Thursday, August 25, 2016


Not too long ago we went from permanent pastorates to term limits in our diocese.  I was on the committee.  One of the points I bought up was that the reason there are two methods (you may have one or the other in a diocese, not one for some and one for others) is that they both come with their own set of problems.  Neither is particularly better than the other.  With one there is a particular set of difficulties and advantages and likewise with the other.  So today we have what we have and while it cleared up a lot of difficulties in the diocese, we are faced with a whole new set.

Many people would like to see a more Protestant form of choosing a pastor: that of a board at any given parish hiring and firing the priest.  Once again, that would mean some great advantages and some disadvantages.  One of the (depending on who you are this is either a dis or an advantage) is this: because a pastor does not have to worry about teaching and preaching about something that pleases a board, he may be more daring.  If a parish has a large percentage of euthanasia proponents, for example, he need not fear for his livelihood preaching that older Americans are people with dignity and rights too and should be treated as such..

Leading a parish, in some ways, is not much different than being the mayor of a town.  There are decisions that you make that you know will leave 10% ecstatic, 10% furious, and most the rest just fine.  Sometimes you weigh popular demand, sometimes you weigh Church teaching, sometimes you guess and you try to remember that the worst thing is not that someone might be angry because if they are angry, they are still invested.

It is an imperfect world and all of our human institutions, even those inspired by God Himself, are imperfect and are incapable of pleasing everybody so you try not to take it seriously when you’ve not pleased everyone.


Nan said...

Protestant churches are their own entities. The Catholic Church is a top down structure. Priests promise obedience to the Bishop at ordination, not to the parish council! It's scandalous that Catholics think it should be any other way.

Anonymous said...

Father, I think we should be obedient to the Bishop and the Church in every way. What is the point of going to the trouble of calling ourselves Catholic otherwise?

But I also think pastors should listen to the concerns of parishioners and not simply have their own agenda. Each parish has unique strengths and weaknesses and needs. Every parish seems to have its own personality and charism. Every challenge is not always resolved by cookie-cutter responses.

As a former member of my parish council, I do not think parish councillors should be "yes men" all the time. Sometimes we need to challenge our good pastors to think outside of the box, and to bring concerns of parishioners to his attention. Maybe that is why I was taken off council!

Fr.

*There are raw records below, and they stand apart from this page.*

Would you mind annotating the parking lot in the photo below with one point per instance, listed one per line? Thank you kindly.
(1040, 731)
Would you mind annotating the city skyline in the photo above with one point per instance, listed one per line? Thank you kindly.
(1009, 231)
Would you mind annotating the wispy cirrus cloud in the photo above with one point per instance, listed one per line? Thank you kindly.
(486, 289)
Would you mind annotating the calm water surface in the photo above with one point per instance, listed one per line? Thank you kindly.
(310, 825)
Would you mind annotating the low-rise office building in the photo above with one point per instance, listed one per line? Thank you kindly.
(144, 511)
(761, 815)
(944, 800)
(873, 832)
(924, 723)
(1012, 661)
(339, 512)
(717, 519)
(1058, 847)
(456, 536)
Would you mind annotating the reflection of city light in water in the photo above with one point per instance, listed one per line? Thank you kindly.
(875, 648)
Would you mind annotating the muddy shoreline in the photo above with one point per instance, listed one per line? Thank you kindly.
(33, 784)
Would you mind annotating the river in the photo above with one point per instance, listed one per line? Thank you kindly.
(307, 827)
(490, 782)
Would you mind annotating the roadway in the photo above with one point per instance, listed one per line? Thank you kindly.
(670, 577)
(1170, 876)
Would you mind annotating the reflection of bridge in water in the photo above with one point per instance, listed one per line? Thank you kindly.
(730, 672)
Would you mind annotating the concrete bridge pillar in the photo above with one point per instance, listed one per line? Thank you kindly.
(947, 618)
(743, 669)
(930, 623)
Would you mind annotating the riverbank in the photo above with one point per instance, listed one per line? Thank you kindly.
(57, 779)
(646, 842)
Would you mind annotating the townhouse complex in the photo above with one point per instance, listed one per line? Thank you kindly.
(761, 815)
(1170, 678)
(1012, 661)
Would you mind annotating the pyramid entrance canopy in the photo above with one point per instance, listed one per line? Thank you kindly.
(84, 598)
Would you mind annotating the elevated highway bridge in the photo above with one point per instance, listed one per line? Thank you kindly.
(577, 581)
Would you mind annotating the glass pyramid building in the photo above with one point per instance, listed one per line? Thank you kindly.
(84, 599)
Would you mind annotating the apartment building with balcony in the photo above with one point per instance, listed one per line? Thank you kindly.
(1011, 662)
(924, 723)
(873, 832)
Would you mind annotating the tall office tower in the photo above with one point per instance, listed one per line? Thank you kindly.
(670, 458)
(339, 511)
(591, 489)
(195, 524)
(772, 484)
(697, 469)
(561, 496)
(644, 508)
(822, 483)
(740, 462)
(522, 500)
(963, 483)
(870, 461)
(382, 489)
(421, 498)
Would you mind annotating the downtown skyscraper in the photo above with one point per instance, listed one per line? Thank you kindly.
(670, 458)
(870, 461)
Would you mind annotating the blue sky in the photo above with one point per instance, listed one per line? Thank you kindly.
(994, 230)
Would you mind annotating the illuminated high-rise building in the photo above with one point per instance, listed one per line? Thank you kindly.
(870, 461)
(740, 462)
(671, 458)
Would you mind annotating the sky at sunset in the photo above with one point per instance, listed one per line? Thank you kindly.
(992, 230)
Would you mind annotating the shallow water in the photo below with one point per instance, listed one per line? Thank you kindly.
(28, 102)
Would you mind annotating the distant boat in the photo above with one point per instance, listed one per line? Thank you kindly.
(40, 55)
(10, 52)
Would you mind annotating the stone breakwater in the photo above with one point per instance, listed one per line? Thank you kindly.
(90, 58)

V said...

TAKEN off? Ha! Pretty extreme.

You are correct of course but I do understand the difficulty. A priest is evaluated by individuals and groups of people on an official level and unofficial level from the moment he enters the seminary. Sometimes it is nice to have Yes men around you that help enact your vision. But you are correct - where will the growth be? From where will the new insight come? I know I've been rotten in this area from time to time.

I remember my home pastor. I loved him - even took my confirmation name after him - but I new how to read his moods and when to ask for the keys to the gym and when to just say hello - amazingly just like any dad.

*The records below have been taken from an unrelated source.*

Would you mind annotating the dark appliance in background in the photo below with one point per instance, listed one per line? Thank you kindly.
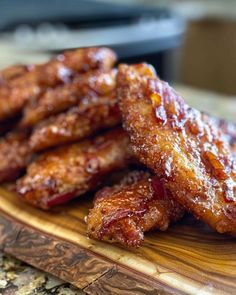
(136, 32)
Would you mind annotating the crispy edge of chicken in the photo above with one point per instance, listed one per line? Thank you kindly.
(69, 171)
(77, 123)
(181, 145)
(59, 70)
(82, 89)
(124, 212)
(15, 155)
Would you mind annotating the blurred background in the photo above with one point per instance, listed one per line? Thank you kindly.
(189, 42)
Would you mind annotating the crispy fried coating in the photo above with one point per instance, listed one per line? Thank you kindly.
(81, 90)
(64, 66)
(181, 145)
(10, 73)
(69, 171)
(15, 154)
(59, 70)
(138, 204)
(17, 92)
(228, 129)
(78, 123)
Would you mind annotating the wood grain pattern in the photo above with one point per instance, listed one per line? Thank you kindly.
(189, 258)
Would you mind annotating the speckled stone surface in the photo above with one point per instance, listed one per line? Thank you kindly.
(18, 278)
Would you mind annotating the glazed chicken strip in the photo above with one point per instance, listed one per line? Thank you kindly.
(69, 171)
(17, 92)
(138, 204)
(11, 73)
(15, 154)
(83, 89)
(183, 147)
(59, 70)
(77, 124)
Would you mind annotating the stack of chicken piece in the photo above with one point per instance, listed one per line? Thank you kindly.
(62, 137)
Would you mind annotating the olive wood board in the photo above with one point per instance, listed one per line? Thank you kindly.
(189, 258)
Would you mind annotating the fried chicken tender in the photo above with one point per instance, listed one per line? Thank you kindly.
(78, 123)
(17, 92)
(81, 90)
(68, 64)
(59, 70)
(181, 145)
(69, 171)
(15, 154)
(138, 204)
(10, 73)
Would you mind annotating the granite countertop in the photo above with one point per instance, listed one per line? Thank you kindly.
(18, 278)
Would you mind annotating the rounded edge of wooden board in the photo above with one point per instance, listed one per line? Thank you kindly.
(71, 263)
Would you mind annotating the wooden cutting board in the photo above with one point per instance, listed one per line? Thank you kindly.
(188, 258)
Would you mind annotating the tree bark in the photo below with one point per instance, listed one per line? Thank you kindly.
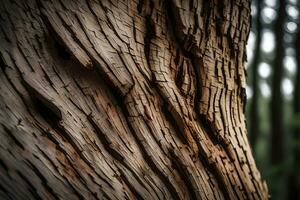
(254, 117)
(125, 100)
(294, 174)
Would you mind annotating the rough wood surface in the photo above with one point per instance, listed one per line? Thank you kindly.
(125, 100)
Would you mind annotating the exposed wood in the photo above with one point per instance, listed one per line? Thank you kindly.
(254, 116)
(125, 100)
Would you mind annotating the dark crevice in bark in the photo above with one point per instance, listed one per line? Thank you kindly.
(105, 140)
(170, 118)
(32, 189)
(13, 137)
(131, 187)
(43, 179)
(217, 175)
(184, 174)
(7, 193)
(52, 115)
(3, 165)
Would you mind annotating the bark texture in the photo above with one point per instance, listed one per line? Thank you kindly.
(125, 100)
(254, 116)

If I had any advice, it would be to learn WHEN and HOW a particular priest will listen. He is fallible and subject to the same highs and lows as anybody and can take just so much controversy. We should be better at it but that is why even we go to confession . . . weekly for me!

Anonymous said...

Father -

Thank you for your good advice. It is too late for my current situation, but I am sure it will come in handy for the future.

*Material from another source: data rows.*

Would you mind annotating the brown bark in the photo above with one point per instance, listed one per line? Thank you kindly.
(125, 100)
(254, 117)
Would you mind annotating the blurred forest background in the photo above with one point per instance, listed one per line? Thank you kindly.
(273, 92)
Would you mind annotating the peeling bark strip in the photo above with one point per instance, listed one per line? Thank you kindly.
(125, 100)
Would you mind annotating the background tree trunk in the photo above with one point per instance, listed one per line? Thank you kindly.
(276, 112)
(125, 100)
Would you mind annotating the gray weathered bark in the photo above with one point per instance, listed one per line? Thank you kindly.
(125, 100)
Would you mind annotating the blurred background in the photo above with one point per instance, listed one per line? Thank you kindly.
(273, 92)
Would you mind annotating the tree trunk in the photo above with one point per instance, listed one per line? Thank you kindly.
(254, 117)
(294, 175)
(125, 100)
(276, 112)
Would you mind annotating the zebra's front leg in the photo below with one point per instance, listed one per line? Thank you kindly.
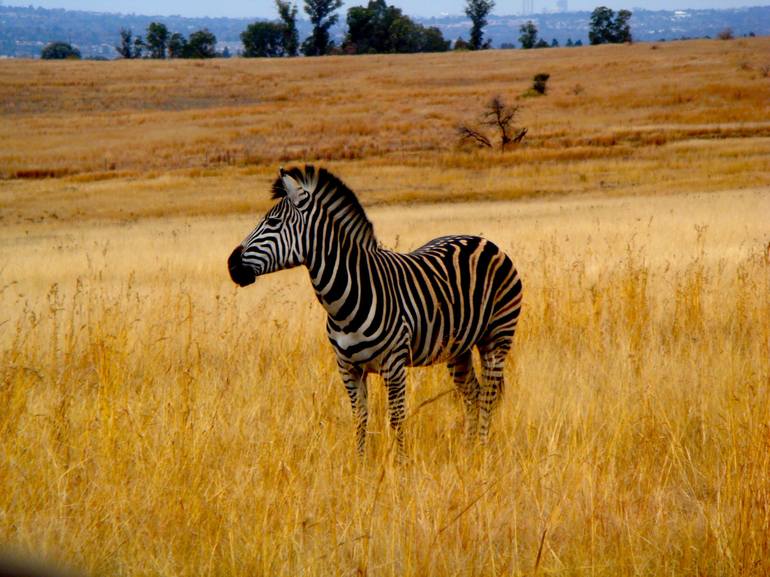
(466, 383)
(394, 375)
(354, 379)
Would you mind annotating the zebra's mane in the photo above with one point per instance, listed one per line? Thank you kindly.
(322, 182)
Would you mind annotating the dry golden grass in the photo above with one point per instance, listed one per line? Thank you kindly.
(155, 420)
(687, 116)
(158, 421)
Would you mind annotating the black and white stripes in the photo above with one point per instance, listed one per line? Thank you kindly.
(388, 310)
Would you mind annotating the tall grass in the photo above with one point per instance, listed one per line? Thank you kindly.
(157, 421)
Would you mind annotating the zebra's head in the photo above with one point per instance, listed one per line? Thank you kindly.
(277, 241)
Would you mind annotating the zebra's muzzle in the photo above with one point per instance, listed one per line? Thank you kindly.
(241, 275)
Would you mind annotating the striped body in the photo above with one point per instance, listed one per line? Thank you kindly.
(388, 310)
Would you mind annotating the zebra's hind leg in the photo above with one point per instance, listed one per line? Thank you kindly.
(493, 383)
(467, 384)
(354, 379)
(394, 375)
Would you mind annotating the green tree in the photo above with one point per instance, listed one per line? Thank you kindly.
(60, 51)
(607, 28)
(621, 29)
(600, 27)
(322, 17)
(382, 28)
(288, 13)
(263, 39)
(528, 36)
(477, 11)
(177, 45)
(201, 44)
(127, 46)
(156, 40)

I am sure my pastor had compelling reasons for taking me off council (and preventing me from volunteering or participating in parish activities). I am fine with it, and I am sure there are a great many other parishioners who do a much better job than I.

I am grateful for and support my parish, my pastor, and Bishop Lennon.

But when a parishioner complains or reacts negatively, please do not take it personally (I know that is difficult sometimes). We are not attacking you personally. Sometimes it is just comments and opinions, not a personal evaluations or general whininess. We still support and love our pastoral staffs at our parishes. Sometimes we just need to know that someone at the parish is listening and considering our points of view.

Thank you again, and God bless you and your parish.

Pat said...

My "worry" about presenting an idea to the pastor is that I don't know all that is going on "behind the scenes" that the pastor is already dealing with/managing. A negative answer from the pastor might simply mean that, from a human standpoint, he is already doing as much as he can. So I myself try not to take it personally if my "great idea" seems to go nowhere. The Lord is ultimately in charge of our parish.